In What Is To Be Done, Lenin’s seminal early work in which he articulated the ideological-political direction of the communist movement in polemics with ‘economists’ who privileged economic struggle as the sole basis of political struggle, Lenin had clearly treated class struggle first and foremost as political struggle, and broadened the horizon of political struggle from various segments of the economy to diverse layers of the society and its given political form. For Lenin “the class struggle of the proletariat” comprised “the economic struggle (struggle against individual capitalists or against individual groups of capitalists for the improvement of the workers’ condition) and the political struggle (struggle against the government for the broadening of the people’s rights, i.e., for democracy, and for the broadening of the political power of the proletariat).”(Our Programme)
Caste in India inhabits both the economic (in terms of struggles with landlords and employers for wages, housing, land) and political (in terms of struggles which press the State to act against discrimination and atrocities, for representation, for quotas in education and employment, and so on) realms of struggle. As Jai Bhim Comrade shows, the identity of ‘dalit’ and ‘worker’ is inextricably interwoven, with dalits forming the bulk of those employed in jobs like garbage disposal, cleaning and sanitation, and rural landless workers. There simply can’t be a wall between ‘class struggle’ and the struggles for dignity, equality, and political assertion of dalits. 


The idea that class struggles must mean economic struggles alone is a social democratic distortion of revolutionary Marxism-Leninism. But, unfortunately, the social democratic notion that class struggles are primarily ‘economic,’ and that gender, caste, and even issues like corruption are somehow set apart from ‘class’ struggle is a very tenacious one, both on the Left, and among the Left’s critics.
One of the most remarkable things about the film, as about most of Patwardhan’s films, is that it takes no shortcuts, and in fact makes several seeming detours – to address gender and communalism, for instance – without ever appearing contrived or effortful.

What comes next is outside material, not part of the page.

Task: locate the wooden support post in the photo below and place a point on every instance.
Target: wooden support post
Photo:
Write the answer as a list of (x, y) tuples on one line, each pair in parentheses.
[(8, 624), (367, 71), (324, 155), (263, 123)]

The film that begins with Ghoghre’s song, introduces you to the Kabir Kala Manch towards the end. The KKM is a troupe of young artists of a radical Ambedkarite and Left tradition, and their performances, filmed by Patwardhan, electrify. It is appalling that the KKM has been banned as a ‘Maoist’ outfit, and that Sheetal Sathe, the KKM’s young poet and lead singer, has been forced underground.
While addressing all the weighty issues of dalit politics, dalit atrocities, and the quest for justice, the film also finds time to explore the relationship of a daughter (Sheetal Sathe) to her mother. The daughter is an atheist and has married against her parents’ will, leading to conflict with the mother, who is a devout believer, her tiny slum-dwelling housing a shrine to several deities. 


But this is no conventional ‘ma’ of the Hindi films. Mother and daughter are forthright about their differences, but their deep mutual affection can be felt. One of Sheetal’s most moving and beautifully rendered songs is about mothers. Sheetal precedes the song with a comment on how “Women are there in large numbers in our movement, but few in leadership. Men say – women’s liberation is fine, but my wife mustn’t be part of it!” And at the end, Sheetal’s mother appears in all her quiet and dignified anger, asking why the KKM has been banned and why her daughter has been forced underground?   

The many questions – disturbing, but also exhilarating in the radical political possibilities they suggest – stay with you long after the film is over, much like the haunting melodies of Vilas Ghoghre and Sheetal Sathe.